Her breathing is fast. “Crevan is here. Downstairs. He's threatening Mom and Dad. He says Dad will lose his job and they will be imprisoned if they don't hand you over right now.”

My mouth falls open.

“He's going to call the Whistleblowers to take you away if they don't bring you downstairs themselves, but I don't believe him. He would have called them by now himself. He's up to something. I think he just wants to take you somewhere himself. What does he want to do with you, Celestine? Do you know? Is it about Art? He asked them where the video is. They don't know what he's talking about. Do you? He says you have it and he needs it.”

I look at her, feeling dizzy, confused. He knows about Mr. Berry's video.
How?
He thinks
I
have it. I need to speak with Pia. She's the only person who knew about it other than Mr. Berry and Carrick. She was the one searching for it. Suddenly I'm worried for her. I haven't heard from her in days. Then I remember my phone call with Mr. Berry's husband. Crevan must have been listening in. My phone was bugged.

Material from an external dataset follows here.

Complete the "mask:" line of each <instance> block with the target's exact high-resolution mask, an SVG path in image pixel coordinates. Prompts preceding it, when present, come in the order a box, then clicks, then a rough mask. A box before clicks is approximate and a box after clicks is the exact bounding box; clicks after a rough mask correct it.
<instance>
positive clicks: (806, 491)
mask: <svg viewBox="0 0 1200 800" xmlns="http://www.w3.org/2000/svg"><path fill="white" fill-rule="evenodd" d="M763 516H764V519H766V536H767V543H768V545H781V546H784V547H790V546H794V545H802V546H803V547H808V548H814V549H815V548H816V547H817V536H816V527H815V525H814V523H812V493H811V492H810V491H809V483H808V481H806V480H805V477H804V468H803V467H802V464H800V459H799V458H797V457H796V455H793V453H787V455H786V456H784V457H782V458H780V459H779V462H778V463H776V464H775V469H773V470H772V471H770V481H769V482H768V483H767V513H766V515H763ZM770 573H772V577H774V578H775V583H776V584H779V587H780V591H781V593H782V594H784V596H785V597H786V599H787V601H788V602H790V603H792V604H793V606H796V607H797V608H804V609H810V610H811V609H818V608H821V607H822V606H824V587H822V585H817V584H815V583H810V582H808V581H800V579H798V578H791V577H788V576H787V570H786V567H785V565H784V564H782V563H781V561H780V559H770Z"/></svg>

“Mom and Dad are trying to talk him out of taking you. He says you were at a Flawed rally this evening. And then caused a riot at the supermarket. Two people died. The police fired tear gas. It's all over the news. There are riots on the streets. The media are blaming you. Somebody filmed it, but Celestine, my God, Celestine.” Her eyes fill up, and she starts crying. “I watched it, and I am so proud of you. I could never have said what you said, could never have done what you've done. The court, the chamber, the supermarket … I don't know how you've done it, but you're amazing, and I'm so proud of you. He says he'll drop the charges if you give him the video.”